Mean deviation for ungrouped data

Let n observations are $\mathrm{x}_1, \mathrm{x}_2, \mathrm{x}_3, \ldots ., \mathrm{x}_{\mathrm{n}}$.
If $x$ is a number, then its deviation from any given value $a$ is $|x-a|$
To find the mean deviation about mean or median or any other value M of ungrouped data, following steps are involved:
1. Calculate the measure of central tendency about which we need to find the mean deviation. Let it be ' $a$ '
2. Find the deviation of each $x_i$ from $a$, i.e., $\left|x_1-a\right|,\left|x_2-a\right|,\left|x_3-a\right|, \ldots,\left|x_n-a\right|$
3. Find the mean of these deviations. This mean is the mean deviation about ' $a$ ', i.e.,

Mean deviation about 'a', M.D. $(a)=\frac{1}{n} \sum_{i=1}^n\left|x_i-a\right|$
Mean deviation about mean, M.D. $(\bar{x})=\frac{1}{n} \sum_{i=1}^n\left|x_i-\bar{x}\right|$
Mean deviation about median, M.D.(Median $) \left.=\frac{1}{n} \sum_{i=1}^n \right\rvert\, x_i-$ Median $\mid$

Mean deviation for ungrouped frequency distribution

Let the given data consist of $\underline{n}$ distinct values $\underline{x_1}, \underline{x_2}, \ldots, x_n$ occurring with frequencies $\underline{f_1}, \underline{f_2}, \ldots, f_n$ respectively.

$
\begin{array}{lll}
x: x_1 & x_2 & x_3 \ldots x_n \\
f: f_1 & f_2 & f_3 \ldots f_n
\end{array}
$

1. Mean Deviation About Mean

First find the mean, i.e.

$
\bar{x}=\frac{\sum_{i=1}^n x_i f_i}{\sum_{i=1}^n f_i}=\frac{1}{\mathrm{~N}} \sum_{i=1}^n x_i f_i
$

N is the sum of all frequencies
Then, find the deviations of observations $x_i$ from the mean $\bar{x}$ and take their absolute values, i.e., $\left|x_i-\bar{x}\right|$ for all $i=1,2, \ldots, n$
After this, find the mean of the absolute values of the deviations
$\operatorname{M.D.}(\bar{x})=\frac{\sum_{i=1}^n f_i\left|x_i-\bar{x}\right|}{\sum_{i=1}^n f_i}=\frac{1}{N} \sum_{i=1}^n f_i\left|x_i-\bar{x}\right|$

2. Mean Deviation About any value 'a'

$
\text { M.D.(a) }=\frac{1}{\mathrm{~N}} \sum_{i=1}^n f_i\left|x_i-\mathrm{a}\right|
$

Mean deviation for grouped frequency distribution

The formula for mean deviation is the same as in the case of ungrouped frequency distribution. Here, $x_i$ is the midpoint of each class.
Note
The mean deviation about the median is the lowest as compared to the mean deviation about any other value.

Standard Deviation

The standard deviation is a number that measures how far data values are from their mean.
The positive square root of the variance is called the standard deviation. The standard deviation is usually denoted by $\sigma$ and it is given by

$$
\sigma=\sqrt{\frac{1}{n} \sum_{i=1}^n\left(x_i-\bar{x}\right)^2}
$$

Variance

The mean of the squares of the deviations from the mean is called the variance and is denoted by $\sigma^2$ (read as sigma square). Variance is a quantity that leads to a proper measure of dispersion.
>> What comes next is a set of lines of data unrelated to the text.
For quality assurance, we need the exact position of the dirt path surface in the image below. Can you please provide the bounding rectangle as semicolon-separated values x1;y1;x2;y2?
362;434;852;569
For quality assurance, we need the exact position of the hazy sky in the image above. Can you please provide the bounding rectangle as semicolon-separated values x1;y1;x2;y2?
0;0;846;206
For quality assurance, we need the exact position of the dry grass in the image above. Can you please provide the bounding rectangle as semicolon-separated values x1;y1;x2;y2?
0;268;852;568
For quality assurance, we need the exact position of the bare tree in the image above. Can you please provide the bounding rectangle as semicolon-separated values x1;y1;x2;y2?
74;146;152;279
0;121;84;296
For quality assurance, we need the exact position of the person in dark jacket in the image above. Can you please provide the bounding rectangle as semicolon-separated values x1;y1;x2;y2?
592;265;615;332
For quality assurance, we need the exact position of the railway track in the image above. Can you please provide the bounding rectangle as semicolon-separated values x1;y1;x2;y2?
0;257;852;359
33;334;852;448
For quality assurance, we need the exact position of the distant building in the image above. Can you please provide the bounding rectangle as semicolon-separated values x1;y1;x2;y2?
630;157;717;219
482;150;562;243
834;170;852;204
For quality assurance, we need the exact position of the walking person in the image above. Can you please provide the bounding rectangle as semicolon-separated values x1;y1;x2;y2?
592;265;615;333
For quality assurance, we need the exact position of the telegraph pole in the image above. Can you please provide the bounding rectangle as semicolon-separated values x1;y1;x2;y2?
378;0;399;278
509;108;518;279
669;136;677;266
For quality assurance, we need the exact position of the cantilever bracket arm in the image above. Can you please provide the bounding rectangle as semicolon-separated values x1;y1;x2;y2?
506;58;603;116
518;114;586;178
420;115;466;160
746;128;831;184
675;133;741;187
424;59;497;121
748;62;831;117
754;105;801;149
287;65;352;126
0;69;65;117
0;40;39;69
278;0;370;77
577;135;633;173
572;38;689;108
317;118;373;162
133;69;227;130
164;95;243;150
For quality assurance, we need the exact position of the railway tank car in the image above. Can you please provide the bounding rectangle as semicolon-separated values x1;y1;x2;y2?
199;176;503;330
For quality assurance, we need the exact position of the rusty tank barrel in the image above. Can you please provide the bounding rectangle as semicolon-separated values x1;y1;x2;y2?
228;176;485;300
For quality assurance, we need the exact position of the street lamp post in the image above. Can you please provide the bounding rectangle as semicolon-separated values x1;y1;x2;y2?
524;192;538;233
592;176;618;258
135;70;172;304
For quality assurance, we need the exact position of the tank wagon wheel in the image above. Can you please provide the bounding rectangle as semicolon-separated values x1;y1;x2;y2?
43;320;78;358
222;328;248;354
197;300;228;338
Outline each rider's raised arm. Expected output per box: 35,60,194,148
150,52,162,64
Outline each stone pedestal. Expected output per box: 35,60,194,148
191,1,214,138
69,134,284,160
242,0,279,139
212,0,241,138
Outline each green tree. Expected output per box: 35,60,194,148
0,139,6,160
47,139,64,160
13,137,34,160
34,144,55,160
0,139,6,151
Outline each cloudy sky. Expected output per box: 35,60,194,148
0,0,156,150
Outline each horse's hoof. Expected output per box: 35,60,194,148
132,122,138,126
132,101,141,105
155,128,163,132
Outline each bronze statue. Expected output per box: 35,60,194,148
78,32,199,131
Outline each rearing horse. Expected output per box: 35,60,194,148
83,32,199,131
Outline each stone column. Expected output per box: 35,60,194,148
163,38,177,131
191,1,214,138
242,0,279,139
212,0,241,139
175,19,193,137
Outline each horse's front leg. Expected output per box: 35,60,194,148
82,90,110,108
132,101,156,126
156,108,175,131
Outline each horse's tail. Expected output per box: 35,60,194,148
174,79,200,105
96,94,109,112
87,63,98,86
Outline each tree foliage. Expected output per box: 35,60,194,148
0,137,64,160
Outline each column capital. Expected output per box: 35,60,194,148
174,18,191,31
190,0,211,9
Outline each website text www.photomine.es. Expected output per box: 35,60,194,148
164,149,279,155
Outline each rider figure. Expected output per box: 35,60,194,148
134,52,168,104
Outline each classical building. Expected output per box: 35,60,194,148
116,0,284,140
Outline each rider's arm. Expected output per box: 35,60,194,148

The variance of $n$ observations $x_1, x_2, \ldots, x_n$ is given by

$$
\sigma^2=\frac{1}{n} \sum_{i=1}^n\left(x_i-\bar{x}\right)^2
$$

Variance and Standard Deviation of a Ungrouped Frequency Distribution

The given data is

$$
\begin{aligned}
& x: x_1, \quad x_2, \quad x_3, \quad \ldots \quad x_n \\
& f: f_1, f_2, f_3, \ldots f_n
\end{aligned}
$$

In this case, Variance $\left(\sigma^2\right)=\frac{1}{N} \sum_{i=1}^n f_i\left(x_i-\bar{x}\right)^2$ and, Standard Deviation $(\sigma)=\sqrt{\frac{1}{N} \sum_{i=1}^n f_i\left(x_i-\bar{x}\right)^2}$ where, $\mathrm{N}=\sum_{i=1}^n f_i$

Variance and Standard deviation of a grouped frequency distribution

The formula for variance and standard deviation are the same as in the case of ungrouped frequency distribution. Here, is the mid point of each class.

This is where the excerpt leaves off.